Some live below the tide line and their roots are always in water. This sort of environment would be unsuitable for most plants because of the flooding at high tide and water logging in the roots but mangroves have developed unusual root systems which allow them to live in the harsh conditions.
Mangroves live in tropical and subtropical areas all over the world in places like Australia, where over 30 different species live, Florida, where mangrove swamps can cover as much as 400,000 acres of land and in Asia where there are even larger swamps. Most mangroves are short but some can grow as tall as 12 meters.
Part in the environment:
Mangroves play an important part in their environment. They help to protect coastal areas from erosion throughout storms. They are home to hundreds of species of animals (like fish, crabs, shrimp and other organisms).

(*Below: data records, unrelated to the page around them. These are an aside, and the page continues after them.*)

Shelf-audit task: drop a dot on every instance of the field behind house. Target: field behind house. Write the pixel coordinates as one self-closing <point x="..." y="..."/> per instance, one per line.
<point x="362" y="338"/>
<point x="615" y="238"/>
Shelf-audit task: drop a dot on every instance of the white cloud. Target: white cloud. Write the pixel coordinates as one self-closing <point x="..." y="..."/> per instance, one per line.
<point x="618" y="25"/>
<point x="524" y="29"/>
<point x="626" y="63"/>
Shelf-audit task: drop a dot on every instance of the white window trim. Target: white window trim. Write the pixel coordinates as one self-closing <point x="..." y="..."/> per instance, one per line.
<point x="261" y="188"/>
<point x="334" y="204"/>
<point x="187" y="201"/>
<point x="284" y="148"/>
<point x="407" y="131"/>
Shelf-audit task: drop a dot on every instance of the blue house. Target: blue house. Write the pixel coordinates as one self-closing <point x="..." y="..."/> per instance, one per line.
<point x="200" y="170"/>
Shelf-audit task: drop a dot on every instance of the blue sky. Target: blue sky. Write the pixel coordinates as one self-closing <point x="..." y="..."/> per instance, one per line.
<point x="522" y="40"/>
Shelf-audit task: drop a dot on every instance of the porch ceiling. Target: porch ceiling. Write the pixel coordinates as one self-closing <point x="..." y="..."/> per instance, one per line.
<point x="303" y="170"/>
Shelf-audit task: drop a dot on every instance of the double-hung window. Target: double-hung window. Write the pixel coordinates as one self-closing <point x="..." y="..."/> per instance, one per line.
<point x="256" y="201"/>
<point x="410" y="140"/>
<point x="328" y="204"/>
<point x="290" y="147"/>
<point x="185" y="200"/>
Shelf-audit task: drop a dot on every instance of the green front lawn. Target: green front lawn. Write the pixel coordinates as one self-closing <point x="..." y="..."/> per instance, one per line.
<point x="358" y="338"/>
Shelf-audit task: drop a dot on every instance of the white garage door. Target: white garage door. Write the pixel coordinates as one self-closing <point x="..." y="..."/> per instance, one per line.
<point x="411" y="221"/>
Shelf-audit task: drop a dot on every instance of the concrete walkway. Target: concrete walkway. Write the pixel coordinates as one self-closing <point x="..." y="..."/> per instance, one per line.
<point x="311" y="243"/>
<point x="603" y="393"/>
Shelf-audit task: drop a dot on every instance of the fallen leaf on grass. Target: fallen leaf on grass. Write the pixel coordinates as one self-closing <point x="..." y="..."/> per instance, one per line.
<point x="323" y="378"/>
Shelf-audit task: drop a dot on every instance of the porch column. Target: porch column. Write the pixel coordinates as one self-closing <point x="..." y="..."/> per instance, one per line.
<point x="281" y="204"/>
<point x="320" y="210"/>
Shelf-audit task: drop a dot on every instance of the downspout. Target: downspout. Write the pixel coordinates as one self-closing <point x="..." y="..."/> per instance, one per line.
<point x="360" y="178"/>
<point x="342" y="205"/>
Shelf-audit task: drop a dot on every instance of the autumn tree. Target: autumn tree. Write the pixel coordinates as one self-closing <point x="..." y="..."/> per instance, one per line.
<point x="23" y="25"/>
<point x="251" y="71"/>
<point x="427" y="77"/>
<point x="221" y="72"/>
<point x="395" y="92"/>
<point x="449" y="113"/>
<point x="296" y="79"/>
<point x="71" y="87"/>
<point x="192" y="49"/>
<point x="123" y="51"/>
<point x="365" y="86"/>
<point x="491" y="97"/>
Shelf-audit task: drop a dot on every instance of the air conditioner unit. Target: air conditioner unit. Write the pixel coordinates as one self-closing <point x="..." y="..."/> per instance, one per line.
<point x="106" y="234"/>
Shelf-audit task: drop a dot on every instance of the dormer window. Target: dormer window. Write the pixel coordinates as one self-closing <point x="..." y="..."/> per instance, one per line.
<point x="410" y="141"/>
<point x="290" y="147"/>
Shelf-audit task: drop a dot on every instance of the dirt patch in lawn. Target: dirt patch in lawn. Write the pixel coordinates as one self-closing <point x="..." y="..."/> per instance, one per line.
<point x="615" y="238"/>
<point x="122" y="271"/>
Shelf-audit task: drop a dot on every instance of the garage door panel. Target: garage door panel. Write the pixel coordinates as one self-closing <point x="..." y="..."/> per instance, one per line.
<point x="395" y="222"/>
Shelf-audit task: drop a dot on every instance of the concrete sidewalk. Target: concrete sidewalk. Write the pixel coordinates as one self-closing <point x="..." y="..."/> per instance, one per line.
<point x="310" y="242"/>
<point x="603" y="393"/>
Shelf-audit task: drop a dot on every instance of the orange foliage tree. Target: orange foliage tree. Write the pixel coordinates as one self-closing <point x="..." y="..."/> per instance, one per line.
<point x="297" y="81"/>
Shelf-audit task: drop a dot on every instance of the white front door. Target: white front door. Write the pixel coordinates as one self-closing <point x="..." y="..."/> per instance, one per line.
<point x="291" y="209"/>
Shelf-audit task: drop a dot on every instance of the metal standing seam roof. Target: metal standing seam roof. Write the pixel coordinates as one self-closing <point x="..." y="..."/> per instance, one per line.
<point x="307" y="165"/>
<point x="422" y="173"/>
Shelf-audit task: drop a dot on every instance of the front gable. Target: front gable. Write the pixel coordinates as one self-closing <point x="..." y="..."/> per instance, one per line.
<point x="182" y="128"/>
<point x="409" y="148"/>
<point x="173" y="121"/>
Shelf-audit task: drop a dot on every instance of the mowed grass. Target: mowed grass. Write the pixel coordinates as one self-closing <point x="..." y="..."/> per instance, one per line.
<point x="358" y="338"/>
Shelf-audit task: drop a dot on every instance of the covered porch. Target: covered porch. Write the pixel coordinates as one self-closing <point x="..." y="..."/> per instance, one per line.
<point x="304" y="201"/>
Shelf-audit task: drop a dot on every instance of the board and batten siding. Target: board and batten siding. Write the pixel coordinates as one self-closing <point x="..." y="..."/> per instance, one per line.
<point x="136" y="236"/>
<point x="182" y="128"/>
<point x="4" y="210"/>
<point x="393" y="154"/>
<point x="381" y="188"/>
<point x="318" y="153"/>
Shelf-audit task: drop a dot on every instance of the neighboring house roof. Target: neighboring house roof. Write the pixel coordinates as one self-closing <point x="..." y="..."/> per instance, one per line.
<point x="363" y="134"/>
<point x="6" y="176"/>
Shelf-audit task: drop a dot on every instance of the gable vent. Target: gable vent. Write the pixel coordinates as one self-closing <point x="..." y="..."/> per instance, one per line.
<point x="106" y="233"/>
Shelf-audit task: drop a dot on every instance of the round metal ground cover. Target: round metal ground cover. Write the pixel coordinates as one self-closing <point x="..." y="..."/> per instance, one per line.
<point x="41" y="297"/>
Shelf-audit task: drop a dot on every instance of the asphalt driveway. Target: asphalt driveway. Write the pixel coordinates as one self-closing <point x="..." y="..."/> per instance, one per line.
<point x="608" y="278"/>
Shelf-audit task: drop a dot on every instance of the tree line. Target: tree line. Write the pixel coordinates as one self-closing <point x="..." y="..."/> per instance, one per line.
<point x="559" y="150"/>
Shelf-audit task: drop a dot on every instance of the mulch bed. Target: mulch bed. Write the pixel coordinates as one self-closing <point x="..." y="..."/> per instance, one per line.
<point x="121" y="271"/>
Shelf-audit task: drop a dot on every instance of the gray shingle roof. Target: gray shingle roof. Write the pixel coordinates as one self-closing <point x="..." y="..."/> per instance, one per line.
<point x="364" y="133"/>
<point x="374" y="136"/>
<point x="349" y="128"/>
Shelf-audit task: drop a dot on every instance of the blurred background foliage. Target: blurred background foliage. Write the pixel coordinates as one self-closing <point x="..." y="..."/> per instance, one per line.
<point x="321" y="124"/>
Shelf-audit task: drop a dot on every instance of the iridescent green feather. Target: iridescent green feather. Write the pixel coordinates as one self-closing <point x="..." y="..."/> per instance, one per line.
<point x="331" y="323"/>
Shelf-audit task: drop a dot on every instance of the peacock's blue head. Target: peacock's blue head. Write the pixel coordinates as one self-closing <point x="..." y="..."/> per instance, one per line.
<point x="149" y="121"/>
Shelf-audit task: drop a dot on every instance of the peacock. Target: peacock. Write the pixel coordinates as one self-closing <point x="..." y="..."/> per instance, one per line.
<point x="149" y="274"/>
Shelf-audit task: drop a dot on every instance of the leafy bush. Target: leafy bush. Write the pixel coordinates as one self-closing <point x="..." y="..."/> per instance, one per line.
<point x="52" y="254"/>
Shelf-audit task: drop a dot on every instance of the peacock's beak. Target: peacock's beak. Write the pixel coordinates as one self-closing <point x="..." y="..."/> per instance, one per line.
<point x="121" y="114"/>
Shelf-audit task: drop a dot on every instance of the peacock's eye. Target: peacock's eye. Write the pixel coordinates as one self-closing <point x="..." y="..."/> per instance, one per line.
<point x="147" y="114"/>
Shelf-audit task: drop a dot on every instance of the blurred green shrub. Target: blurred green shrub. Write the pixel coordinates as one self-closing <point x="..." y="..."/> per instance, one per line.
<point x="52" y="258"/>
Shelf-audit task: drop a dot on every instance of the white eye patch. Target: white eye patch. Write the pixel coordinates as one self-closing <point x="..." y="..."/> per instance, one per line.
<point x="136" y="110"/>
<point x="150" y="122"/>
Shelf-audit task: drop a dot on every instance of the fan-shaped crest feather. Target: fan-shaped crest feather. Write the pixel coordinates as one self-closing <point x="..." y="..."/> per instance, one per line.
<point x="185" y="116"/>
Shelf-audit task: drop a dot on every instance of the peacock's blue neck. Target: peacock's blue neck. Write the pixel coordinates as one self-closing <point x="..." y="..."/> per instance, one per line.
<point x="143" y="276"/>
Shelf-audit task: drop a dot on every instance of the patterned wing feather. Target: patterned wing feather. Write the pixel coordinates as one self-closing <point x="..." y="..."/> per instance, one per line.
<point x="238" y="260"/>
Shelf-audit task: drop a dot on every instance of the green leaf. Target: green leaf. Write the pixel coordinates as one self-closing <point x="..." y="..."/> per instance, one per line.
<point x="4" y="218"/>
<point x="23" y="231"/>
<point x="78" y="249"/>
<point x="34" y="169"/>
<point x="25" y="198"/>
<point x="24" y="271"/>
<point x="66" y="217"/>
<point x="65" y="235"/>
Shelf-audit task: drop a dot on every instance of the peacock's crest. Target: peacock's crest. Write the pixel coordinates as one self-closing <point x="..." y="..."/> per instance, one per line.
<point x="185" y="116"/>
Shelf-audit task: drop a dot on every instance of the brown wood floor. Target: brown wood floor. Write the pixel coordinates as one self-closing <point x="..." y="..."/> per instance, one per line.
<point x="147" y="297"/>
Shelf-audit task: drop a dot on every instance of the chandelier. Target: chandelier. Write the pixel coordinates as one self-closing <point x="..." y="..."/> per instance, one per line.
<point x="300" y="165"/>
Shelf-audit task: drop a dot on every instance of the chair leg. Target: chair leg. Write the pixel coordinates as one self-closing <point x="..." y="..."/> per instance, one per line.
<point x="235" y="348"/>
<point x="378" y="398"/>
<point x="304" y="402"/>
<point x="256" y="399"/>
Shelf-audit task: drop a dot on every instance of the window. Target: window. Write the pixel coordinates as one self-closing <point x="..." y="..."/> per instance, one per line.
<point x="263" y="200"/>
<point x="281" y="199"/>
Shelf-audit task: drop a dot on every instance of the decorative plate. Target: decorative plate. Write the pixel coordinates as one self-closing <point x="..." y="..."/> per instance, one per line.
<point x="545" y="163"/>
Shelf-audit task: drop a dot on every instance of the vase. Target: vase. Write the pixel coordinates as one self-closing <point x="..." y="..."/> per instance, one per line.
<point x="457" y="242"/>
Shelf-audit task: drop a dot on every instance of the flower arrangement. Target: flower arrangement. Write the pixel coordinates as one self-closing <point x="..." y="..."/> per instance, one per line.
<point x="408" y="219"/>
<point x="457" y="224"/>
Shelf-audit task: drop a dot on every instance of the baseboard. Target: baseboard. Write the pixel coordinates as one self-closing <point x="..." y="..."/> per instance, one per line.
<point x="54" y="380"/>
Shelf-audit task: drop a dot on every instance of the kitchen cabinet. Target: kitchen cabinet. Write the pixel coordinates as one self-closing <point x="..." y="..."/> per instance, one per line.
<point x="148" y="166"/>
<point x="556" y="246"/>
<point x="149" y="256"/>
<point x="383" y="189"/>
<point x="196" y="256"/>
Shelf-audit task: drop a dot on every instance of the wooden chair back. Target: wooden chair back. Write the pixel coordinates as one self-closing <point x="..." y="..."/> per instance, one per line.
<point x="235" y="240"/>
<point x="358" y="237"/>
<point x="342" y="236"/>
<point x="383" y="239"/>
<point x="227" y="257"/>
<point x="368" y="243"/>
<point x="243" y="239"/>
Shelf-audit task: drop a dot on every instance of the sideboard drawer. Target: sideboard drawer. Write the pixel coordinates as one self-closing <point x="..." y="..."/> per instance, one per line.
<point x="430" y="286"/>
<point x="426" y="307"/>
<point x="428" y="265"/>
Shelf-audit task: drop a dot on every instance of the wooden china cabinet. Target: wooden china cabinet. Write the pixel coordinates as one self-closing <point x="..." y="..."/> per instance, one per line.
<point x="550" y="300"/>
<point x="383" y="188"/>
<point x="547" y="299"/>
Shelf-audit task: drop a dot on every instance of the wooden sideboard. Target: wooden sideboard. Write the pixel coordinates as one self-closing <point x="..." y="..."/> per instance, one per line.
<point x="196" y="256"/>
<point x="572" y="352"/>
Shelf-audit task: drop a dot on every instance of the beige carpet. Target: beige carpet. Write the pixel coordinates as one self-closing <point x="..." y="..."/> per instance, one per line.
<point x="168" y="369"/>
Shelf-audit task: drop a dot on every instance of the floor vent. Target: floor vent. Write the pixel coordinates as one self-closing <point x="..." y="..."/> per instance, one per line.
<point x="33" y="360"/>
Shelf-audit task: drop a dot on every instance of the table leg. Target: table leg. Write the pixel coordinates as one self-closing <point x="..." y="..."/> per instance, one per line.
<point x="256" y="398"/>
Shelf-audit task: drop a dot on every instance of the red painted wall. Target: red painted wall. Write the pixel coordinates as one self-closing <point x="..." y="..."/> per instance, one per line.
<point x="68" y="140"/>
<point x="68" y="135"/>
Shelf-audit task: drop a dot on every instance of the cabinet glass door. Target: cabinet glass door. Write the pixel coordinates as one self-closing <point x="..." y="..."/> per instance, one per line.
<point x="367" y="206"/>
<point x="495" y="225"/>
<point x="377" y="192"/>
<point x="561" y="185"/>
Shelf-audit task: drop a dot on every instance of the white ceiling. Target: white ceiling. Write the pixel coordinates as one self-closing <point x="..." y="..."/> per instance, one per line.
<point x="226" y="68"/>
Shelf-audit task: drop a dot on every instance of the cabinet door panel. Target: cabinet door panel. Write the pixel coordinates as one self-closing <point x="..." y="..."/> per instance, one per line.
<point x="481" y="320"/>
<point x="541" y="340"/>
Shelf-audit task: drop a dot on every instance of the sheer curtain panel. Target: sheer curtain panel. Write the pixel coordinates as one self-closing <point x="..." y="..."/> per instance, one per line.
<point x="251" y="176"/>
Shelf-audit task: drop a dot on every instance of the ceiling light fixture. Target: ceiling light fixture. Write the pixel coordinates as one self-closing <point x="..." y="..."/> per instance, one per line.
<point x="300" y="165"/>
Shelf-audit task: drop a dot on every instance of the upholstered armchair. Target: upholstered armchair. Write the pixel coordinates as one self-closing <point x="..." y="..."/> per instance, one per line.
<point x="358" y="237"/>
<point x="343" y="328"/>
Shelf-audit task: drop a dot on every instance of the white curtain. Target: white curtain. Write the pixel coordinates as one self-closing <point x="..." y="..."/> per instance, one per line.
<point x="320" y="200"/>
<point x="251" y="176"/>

Their leaves fall off into the water and decay, which forms a layer of nutritious debris. This layer is a food source for many small animals, fungi and bacteria.
Destruction of habitat:
In the past few years mangrove swamps throughout the world have been disappearing. This is mostly due to human actions. Large areas of mangrove swamps have been cleared to make ponds used for farming of marine shrimp. The swamps have also been destroyed for public leisure, industrial development, to create areas where salt is produced, firewood and even charcoal. New laws have been introduced to protect mangroves in most countries with mangrove swamps.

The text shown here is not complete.